Alright, lets take a look:
Mira AKA
Omicron Ceti is about 400 light years away, and is a variable star with a 331 day period. It's diameter is huge, being at times large enough that were it in the Sun's place, it would cover part of the asteroid belt between Mars and Jupiter. It also changes in outward brightness by a variable amount, but has been observed over nearly a factor of 10,000. At its dimmest, it is less bright than the Sun.
Let's imagine that the ESA decides to send an unmanned mission to this star, to explore close up what this star is like. An all out effort is made to try and get there as soon as possible.
They look at the energy requirements, and conclude that they need to build a fusion powerplant more of less like the ITER reactor, but larger, and in space (See
http://www.iter.org/index.htm ). This space-based reactor will be designed to generate a continuous 10 gigawatts, have a mass of one thousand tons. The spacecraft will also carry one hundred thousand tons of deuterium which it will fuse to create the power for the trip. The rest of the ship will include a hundred tons of combined structure and payload.
The plan is that this ship will get up to 0.02c, and then turn around to decelerate. The one way trip will last forty-thousand years. Plans are made to keep increasing the budget for the listening stations to detect the increasingly weak signal from the probe over the course of the 400 centuries it takes to get to the target.
Some administrators object noting that there is a risk that this star will explode before the mission can get there, while others say that would provide spectacular information, and is all the more reason to send the mission.
The budget is put together. The cost of the fuel deuterium is brought down to about $70 Euros/ kilogram because of the economies of scale, though another $1000 Euros/kilogram must be added for getting it to orbit. So, for the fuel alone we are looking at 107 billion Euros for the fuel. The reactor is expected to cost seventy billion Euros to build, but the good news is that it will only cost a billion Euros to put its parts in orbit, and another nineteen billion to assemble the parts in space. So, ninety billion Euros for that. Finally is the structure, and the payload. These parts will cost one billion to launch into space, and nineteen billion to assemble the parts in space. However, the development cost of probes and instruments that will work for forty-thousand years through all kinds of radiation and other problems. This cost is estimated at two trillion Euros.

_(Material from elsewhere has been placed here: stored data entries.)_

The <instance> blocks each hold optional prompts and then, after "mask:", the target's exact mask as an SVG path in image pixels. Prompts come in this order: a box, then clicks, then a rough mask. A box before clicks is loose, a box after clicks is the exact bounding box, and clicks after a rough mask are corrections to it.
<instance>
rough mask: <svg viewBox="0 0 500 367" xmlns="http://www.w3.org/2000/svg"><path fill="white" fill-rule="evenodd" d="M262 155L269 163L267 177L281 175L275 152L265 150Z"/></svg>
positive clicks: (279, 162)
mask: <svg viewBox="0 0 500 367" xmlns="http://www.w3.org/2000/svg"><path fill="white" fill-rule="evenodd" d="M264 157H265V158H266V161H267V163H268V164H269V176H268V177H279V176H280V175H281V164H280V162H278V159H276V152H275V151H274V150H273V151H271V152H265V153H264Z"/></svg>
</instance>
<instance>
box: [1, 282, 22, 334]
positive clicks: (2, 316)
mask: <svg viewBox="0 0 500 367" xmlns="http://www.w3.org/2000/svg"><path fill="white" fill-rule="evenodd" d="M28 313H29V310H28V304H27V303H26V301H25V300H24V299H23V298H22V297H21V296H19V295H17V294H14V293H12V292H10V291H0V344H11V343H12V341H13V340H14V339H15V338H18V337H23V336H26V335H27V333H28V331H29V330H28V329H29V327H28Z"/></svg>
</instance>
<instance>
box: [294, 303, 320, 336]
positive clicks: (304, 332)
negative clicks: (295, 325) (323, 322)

One risk is that there is an assumption that the cost of getting to orbit will drop to $1000/kg.
So the budget to launch this mission is 2.2 trillion Euros with an expected payoff for this expense in forty-thousand, four hundred years. The econmists are ecstatic, and the taxes on the European member states are increased about a thousand Euros per person per year to cover the expense, and the new tax is passed by an overwhelming majority.
Fifty years from now, the mission launches.